The rustins plastic coating may be suitable for your workbench as it can be applied with a brush or roller/pad. This will give you a really hard finish to your workbench. You mention the spalting has made the maple go soft is it very soft like almost rotten or just not as hard as normal maple.

Using a finishing or Danish oil may be a suitable finish for the workbench as its easy to apply and maintain and is probably a more sympathetic finish for a workbench that is going to get used and bashed about a bit in use. My own workbench has a sacrificial MDF top which gets changed when it gets tatty. 

jon


----------



## wizer (25 Nov 2008)

Welcome Ray. I'm not sure spalted timber is going to be right for a workbench?


----------



## sniks7 (6 Jan 2009)

Hmmm.. I too have some ash (some of it olive) that needs finishing, on a set of shelves, and my preference would be for something that affects the colour of the wood as little as possible. 

I find that whenever I read a thread here that answers my questions, I come away slightly more knowledgeable and much more confused!

I have read (in a Charlesworth book) that using shellac makes a good seal. Can shellac be used on ash? And would several coats be enough on its own? And if I go down the shellac route, will I end up by giving the shelves a final polish under the wheels of a large tractor before heading off to Ikea in high dudgeon?

It seems from reading this thread that the Rustins stuff will yellow slightly with age unless the wood is sealed first. Is that right?

The shelves are for cookery books, so will see quite a bit of traffic.


----------



## miles_hot (6 Jan 2009)

when people are talking about needing a "spay booth" I assume this is not a corner of the workshop, segregated by a shower curtain and the Dust Extractor running through an open pipe? 

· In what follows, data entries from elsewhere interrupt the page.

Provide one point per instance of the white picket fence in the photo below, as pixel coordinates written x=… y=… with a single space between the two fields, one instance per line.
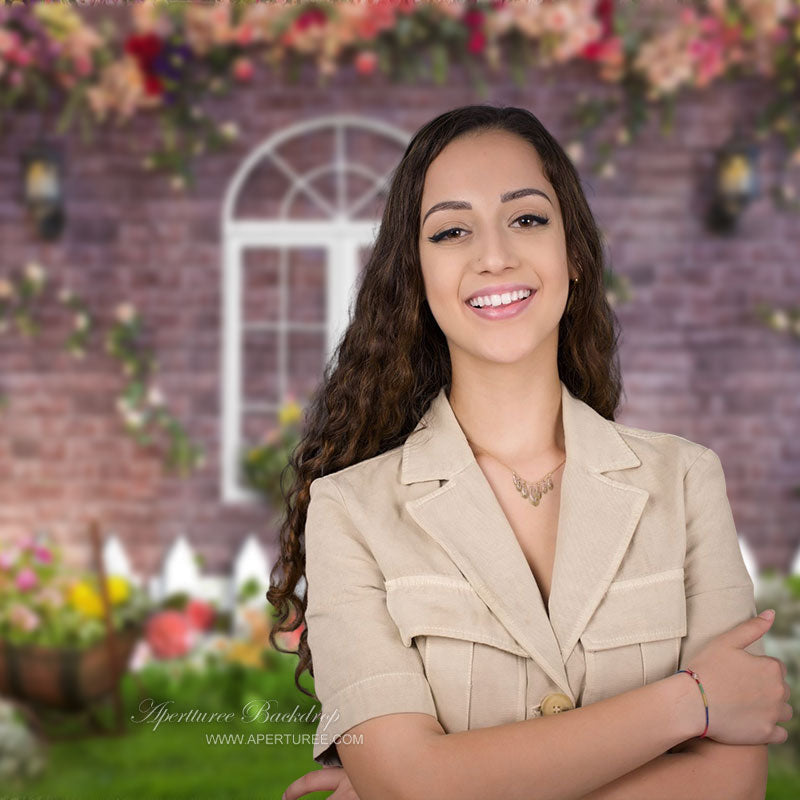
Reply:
x=180 y=572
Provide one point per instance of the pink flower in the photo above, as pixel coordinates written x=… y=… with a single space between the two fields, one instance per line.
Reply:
x=243 y=35
x=366 y=61
x=8 y=558
x=26 y=579
x=23 y=617
x=169 y=634
x=200 y=614
x=476 y=43
x=243 y=69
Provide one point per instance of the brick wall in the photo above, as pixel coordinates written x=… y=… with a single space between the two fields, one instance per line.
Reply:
x=694 y=362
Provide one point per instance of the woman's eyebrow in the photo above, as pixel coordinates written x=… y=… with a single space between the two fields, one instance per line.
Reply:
x=462 y=205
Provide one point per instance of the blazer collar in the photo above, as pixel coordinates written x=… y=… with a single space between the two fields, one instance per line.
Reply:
x=597 y=517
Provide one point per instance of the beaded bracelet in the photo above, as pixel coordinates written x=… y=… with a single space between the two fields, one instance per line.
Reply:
x=696 y=677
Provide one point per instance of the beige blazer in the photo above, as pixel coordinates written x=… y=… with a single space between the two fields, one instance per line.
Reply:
x=421 y=599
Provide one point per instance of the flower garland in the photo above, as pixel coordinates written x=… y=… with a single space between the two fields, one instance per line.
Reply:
x=179 y=53
x=141 y=403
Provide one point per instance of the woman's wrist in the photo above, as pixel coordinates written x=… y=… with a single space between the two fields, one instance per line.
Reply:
x=686 y=701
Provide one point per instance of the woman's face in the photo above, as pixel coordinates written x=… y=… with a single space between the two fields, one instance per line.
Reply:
x=494 y=242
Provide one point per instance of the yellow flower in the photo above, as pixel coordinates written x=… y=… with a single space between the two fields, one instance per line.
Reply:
x=290 y=413
x=85 y=599
x=118 y=589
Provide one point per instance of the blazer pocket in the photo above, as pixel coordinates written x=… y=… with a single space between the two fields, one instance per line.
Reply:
x=634 y=636
x=475 y=668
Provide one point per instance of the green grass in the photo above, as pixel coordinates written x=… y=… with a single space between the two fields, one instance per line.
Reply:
x=174 y=761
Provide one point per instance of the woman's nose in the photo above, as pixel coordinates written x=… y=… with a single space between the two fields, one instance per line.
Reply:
x=495 y=252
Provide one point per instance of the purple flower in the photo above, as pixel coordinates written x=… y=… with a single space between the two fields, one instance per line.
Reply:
x=8 y=558
x=26 y=579
x=42 y=554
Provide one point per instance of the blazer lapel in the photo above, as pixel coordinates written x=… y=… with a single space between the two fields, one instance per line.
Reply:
x=597 y=518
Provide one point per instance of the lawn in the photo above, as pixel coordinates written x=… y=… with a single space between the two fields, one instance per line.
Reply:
x=174 y=759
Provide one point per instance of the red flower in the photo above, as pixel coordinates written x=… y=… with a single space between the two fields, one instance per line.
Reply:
x=366 y=61
x=477 y=42
x=473 y=18
x=169 y=634
x=314 y=16
x=200 y=614
x=144 y=48
x=605 y=13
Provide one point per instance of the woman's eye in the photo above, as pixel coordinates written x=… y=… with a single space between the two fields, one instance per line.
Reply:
x=540 y=220
x=444 y=235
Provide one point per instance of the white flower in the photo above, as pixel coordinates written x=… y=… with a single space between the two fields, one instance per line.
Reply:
x=125 y=312
x=230 y=130
x=779 y=320
x=575 y=152
x=134 y=418
x=122 y=405
x=154 y=396
x=608 y=170
x=34 y=273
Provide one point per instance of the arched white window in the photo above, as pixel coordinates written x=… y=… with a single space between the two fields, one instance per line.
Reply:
x=298 y=221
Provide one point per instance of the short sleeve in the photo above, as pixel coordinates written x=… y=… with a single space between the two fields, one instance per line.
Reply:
x=719 y=590
x=362 y=669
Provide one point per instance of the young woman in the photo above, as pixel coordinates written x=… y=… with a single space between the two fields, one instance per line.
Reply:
x=484 y=547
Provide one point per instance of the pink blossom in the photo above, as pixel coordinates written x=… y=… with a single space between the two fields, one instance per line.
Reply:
x=8 y=558
x=26 y=579
x=169 y=634
x=243 y=35
x=243 y=69
x=366 y=61
x=24 y=618
x=200 y=614
x=476 y=43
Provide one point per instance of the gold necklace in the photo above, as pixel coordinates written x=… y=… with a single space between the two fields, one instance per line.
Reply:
x=530 y=491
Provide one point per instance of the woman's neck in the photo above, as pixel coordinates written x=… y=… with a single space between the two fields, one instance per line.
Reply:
x=519 y=424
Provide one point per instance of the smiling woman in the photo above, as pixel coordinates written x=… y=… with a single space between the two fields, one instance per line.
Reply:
x=502 y=632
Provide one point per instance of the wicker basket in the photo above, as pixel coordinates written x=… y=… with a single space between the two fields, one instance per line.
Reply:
x=64 y=678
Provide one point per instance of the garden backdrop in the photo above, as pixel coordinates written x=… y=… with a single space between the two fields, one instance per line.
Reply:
x=190 y=191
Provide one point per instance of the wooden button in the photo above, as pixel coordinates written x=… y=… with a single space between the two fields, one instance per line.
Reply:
x=556 y=703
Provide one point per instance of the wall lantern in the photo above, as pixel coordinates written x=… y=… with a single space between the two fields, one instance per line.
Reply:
x=42 y=171
x=735 y=183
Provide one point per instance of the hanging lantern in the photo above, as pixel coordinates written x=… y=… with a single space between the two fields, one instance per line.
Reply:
x=43 y=189
x=735 y=183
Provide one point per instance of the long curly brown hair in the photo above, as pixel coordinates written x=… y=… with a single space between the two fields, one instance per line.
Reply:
x=393 y=358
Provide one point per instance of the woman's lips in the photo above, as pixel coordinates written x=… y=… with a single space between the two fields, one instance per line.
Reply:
x=503 y=312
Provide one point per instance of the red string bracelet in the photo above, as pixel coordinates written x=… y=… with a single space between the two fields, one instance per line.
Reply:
x=691 y=673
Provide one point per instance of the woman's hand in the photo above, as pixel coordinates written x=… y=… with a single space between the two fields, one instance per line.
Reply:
x=322 y=780
x=748 y=695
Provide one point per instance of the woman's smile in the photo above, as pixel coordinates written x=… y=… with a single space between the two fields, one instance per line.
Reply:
x=502 y=306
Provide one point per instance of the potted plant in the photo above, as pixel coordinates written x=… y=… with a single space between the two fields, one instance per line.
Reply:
x=54 y=635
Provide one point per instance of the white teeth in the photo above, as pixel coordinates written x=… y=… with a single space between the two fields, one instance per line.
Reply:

1) how "enclosed" should the booth be - would I need to fabricate a little room in which the spaying would take place (knock down fittings so that it is not permeant)?
2) What sort of extraction would be needed? I am aware the proper spay shops need all sorts of filtration on their out flows... If none of this is needed would a good cyclone Dust Extractor do the job (dual duties) or is this a really stupid idea!?
3) Do you need an similarly enclosed and vented space to dry the sprayed panels?

Thanks

Miles


----------



## haydonc (9 Feb 2009)

I note the comments about not using Danish oil - has anyone tried Tru Oil or Liberon finishing oil - get a lovely finish on spruce, walnut, cherry although Tru oil does make sycamore go a little yellow.


----------



## wizer (10 Feb 2009)

from what I gather from this and other threads is that ALL oil makes ash go yellow. I'd stick with waterbased unless you want urine-alike furniture!


----------